Shattan also acknowledged that the frothy prices of assets could ultimately shift the company’s approach in the near term. “We’re going to look selectively, particularly this year, at potentially selling some assets if there’s good value. But, there’s no urgency on our part; it’s not a high priority,” he said.
MCR does have two new-build projects in the pipeline with a pair of Residence Inns in the Ft. Lauderdale/Ft. Lauderdale North area of Florida. Shattan referred to it as “a high-barrier-to-entry market with a lot of opportunity.” One of the properties is slated to open in June of 2016, while the other is scheduled for a January 2017 debut.
In addition to six Value Place hotels that were developed by the company at the onset, MCR’s select-service portfolio consists strictly of properties under the Hilton and Marriott brand umbrellas. Shattan said that will be the case for the foreseeable future. “There are no plans to expand the brands. We’re very pleased with Hilton and Marriott. The returns have been very strong,” he said.
The company also continues to invest in its existing portfolio as well, and has completed two renovations thus far this year.
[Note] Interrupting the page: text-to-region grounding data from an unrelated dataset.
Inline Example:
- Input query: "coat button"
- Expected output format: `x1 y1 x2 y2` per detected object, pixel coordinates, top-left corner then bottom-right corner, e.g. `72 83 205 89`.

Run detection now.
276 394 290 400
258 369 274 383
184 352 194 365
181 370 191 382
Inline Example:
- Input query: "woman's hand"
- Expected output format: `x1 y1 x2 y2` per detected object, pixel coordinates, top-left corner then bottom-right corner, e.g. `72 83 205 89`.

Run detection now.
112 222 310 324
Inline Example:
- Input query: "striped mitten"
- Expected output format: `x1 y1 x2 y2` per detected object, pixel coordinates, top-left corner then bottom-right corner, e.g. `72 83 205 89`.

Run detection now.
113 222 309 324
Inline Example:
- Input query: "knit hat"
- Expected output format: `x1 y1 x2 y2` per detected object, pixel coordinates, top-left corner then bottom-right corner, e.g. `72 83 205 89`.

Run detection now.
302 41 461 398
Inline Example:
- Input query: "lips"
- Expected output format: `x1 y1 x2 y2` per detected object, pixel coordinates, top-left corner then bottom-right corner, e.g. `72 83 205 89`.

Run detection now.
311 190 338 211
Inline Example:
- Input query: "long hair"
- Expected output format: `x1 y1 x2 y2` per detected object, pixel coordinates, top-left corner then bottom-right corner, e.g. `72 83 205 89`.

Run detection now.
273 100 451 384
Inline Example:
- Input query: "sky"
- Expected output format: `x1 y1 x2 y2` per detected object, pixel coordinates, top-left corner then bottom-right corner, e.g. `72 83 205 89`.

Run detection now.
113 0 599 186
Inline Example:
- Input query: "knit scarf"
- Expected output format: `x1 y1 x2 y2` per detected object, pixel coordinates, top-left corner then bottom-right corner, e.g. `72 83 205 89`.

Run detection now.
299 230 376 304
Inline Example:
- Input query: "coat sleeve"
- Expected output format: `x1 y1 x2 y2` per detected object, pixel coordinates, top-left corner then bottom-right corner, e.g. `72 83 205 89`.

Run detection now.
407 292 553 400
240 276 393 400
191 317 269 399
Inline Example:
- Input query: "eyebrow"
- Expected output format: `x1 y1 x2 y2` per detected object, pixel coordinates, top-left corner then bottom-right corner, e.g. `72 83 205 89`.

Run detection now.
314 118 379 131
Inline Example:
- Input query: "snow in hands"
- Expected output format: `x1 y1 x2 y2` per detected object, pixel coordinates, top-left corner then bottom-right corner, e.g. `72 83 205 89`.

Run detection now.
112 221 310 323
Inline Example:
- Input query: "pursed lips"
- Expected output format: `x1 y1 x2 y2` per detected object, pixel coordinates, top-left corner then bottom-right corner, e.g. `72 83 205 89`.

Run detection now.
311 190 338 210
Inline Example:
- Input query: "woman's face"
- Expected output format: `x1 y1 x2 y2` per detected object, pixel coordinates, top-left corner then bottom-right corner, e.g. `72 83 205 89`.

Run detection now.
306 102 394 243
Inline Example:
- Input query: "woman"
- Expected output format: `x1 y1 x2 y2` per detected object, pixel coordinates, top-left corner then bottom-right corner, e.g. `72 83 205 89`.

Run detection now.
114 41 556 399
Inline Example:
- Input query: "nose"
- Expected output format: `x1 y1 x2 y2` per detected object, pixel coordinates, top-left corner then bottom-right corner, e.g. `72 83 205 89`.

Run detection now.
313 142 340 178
Last month, it completed an interior renovation at the Residence Inn by Marriott Mt. Laurel at Bishop’s Gate in New Jersey. The redo featured updates to the lobby and guest suites, including new furniture, new flooring and soft wall tones. MCR also wrapped up an extensive renovation at the 88-suite Residence Inn in Spartanburg, SC, which involved upgrades to the lobby area, guestrooms and enhancements to the hotel’s exterior, including new stairwells.